The reasons for the resignation of Sepulveda, an Obama appointee, are made abundantly clear in the report, which forms a broad-edged indictment of his leadership, citing his lack of control over his own department and challenging him on a transparent lie—which he later owned up to—that he had never seen the “Patton” videos.
At least seven other high-ranking VA employees, including VA Chief of Staff John Gingrich, were also implicated in the scandal. Their fate is unclear.
“I think what we need to do is dig into the inspector general’s report and try to identify two things: all the people that were involved in making these flawed decisions to spend money on these conferences, and then try to see if there is a way to develop a repair,” said House Veterans Affairs Committee member Bill Flores (R-Texas). “What’s harder is to try to find what’s wrong with the culture of the VA and getting it fixed.
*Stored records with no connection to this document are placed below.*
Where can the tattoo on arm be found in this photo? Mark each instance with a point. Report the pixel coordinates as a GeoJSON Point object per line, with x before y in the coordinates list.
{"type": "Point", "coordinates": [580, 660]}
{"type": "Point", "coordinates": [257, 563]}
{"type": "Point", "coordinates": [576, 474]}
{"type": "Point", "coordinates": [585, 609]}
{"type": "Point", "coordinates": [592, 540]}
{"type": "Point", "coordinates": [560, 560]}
I truly wish we could make it a service-oriented organization.”
Miller too said he wanted more accountability and perhaps more turn-over.
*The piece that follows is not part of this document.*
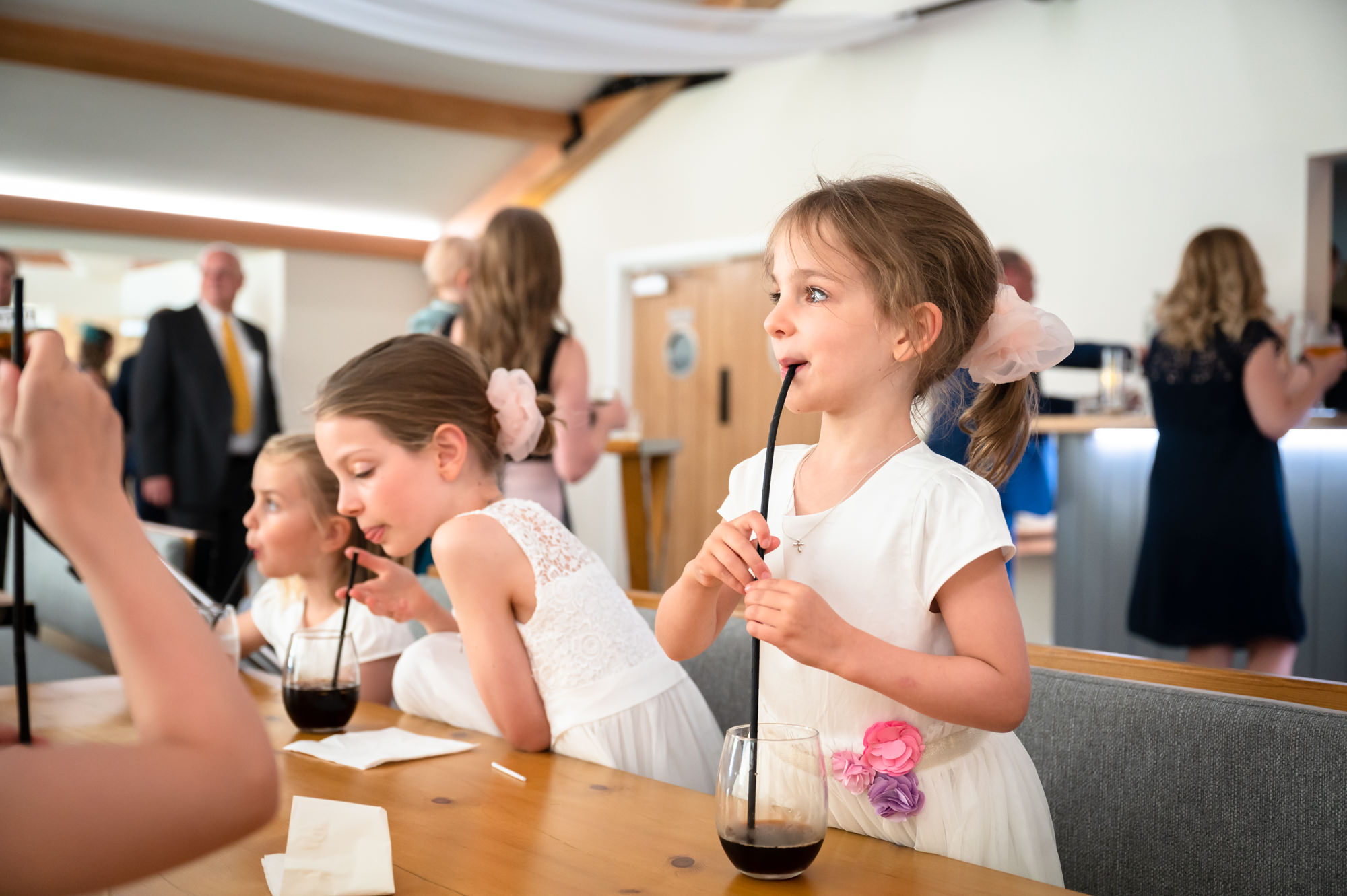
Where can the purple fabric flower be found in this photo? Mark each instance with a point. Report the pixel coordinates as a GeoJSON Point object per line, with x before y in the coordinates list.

In a written response to Human Events, he said there needed to be a full accounting of who was responsible for what in the conference boondoggle.
“When I look at these findings, and see the spending spree VA employees went on, I ask, and have been asking VA, who is responsible? Who is in charge? We hear the same excuse over and over again from VA, that they have taken action, but the Committee rarely, if ever, receives any documentation regarding what actions have specifically been taken to ensure this type of abuse doesn’t occur in the future.”
In light of a backlog that has kept hundreds of thousands of veterans waiting up to a year to get their disability claims approved at the VA, some think accounting for this kind of careless waste should go straight to the top. Jim Strickland, manager of VAWatchdog.org, noted that VA Secretary Eric Shinseki gave a speech at the Democratic National Convention touting the accomplishments of the department under the current administration, with no mention of the scandal or the backlog.
“If Obama wanted the veteran vote, why would he let things like this happen?” Strickland said. “How does a veteran go out and vote for a president who has appointed a secretary who would let this happen?”
Miller said he has made a second request to Shinseki for a full accounting of all VA conference spending.